To automatically quantify colorectal tumor microenvironment (TME) in hematoxylin and eosin stained whole slide images (WSIs), and to develop a TME signature for prognostic prediction in colorectal cancer (CRC).
A deep learning model based on VGG19 architecture and transfer learning strategy was trained to recognize nine different tissue types in whole slide images of patients with CRC. Seven of the nine tissue types were defined as TME components besides background and debris. Then 13 TME features were calculated based on the areas of TME components. A total of 562 patients with gene expression data, survival information and WSIs were collected from The Cancer Genome Atlas project for further analysis. A TME signature for prognostic prediction was developed and validated using Cox regression method. A prognostic prediction model combined the TME signature and clinical variables was also established. At last, gene-set enrichment analysis was performed to identify the significant TME signature associated pathways by querying Gene Ontology database and Kyoto Encyclopedia of Genes and Genomes database.
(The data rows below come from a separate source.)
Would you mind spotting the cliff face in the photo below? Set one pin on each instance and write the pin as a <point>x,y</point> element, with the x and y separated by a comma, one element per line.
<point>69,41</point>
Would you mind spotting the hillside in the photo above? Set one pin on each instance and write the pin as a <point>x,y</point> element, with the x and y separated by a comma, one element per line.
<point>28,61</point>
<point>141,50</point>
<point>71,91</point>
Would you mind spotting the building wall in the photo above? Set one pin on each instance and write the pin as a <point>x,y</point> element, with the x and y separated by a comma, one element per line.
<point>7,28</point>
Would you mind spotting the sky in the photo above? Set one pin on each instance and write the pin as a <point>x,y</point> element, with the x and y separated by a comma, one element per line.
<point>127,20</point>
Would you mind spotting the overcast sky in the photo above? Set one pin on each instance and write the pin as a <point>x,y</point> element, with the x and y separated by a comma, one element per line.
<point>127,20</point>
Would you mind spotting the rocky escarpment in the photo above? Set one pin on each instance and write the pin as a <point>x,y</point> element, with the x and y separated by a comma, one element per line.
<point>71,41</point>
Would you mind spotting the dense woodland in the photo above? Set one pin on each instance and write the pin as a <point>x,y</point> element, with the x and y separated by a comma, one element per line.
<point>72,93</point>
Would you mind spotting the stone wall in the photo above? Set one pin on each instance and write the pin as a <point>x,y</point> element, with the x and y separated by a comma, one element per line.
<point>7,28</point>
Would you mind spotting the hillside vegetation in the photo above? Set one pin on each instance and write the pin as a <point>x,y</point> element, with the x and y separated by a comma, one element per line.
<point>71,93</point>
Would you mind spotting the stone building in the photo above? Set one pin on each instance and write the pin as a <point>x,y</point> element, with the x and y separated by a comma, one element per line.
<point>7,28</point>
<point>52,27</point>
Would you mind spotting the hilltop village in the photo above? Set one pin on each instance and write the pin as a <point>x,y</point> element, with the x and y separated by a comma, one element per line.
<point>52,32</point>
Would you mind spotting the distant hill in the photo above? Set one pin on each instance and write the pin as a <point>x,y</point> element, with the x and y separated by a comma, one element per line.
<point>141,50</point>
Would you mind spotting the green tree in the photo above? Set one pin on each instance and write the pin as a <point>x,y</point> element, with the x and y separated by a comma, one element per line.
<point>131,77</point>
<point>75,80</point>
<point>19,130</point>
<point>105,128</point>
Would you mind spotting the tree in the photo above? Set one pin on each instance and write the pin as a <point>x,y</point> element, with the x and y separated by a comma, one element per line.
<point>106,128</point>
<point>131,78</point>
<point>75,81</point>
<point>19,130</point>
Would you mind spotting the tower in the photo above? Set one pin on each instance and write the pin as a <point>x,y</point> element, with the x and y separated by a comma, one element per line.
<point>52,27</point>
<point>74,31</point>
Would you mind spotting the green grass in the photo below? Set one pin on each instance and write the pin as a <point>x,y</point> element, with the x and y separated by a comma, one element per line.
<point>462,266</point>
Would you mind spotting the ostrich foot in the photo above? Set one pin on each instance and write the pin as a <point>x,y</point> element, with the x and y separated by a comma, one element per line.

The deep learning model achieved an accuracy of 94.2% for tissue type recognition. The developed TME signature was found significantly associated to progression-free survival. The clinical combined model achieved a concordance index of 0.714. Gene-set enrichment analysis revealed the TME signature associated genes were enriched in neuroactive ligand-receptor interaction pathway.
The TME signature was proved to be a prognostic factor and the associated biologic pathways would be beneficial to a better understanding of TME in CRC patients.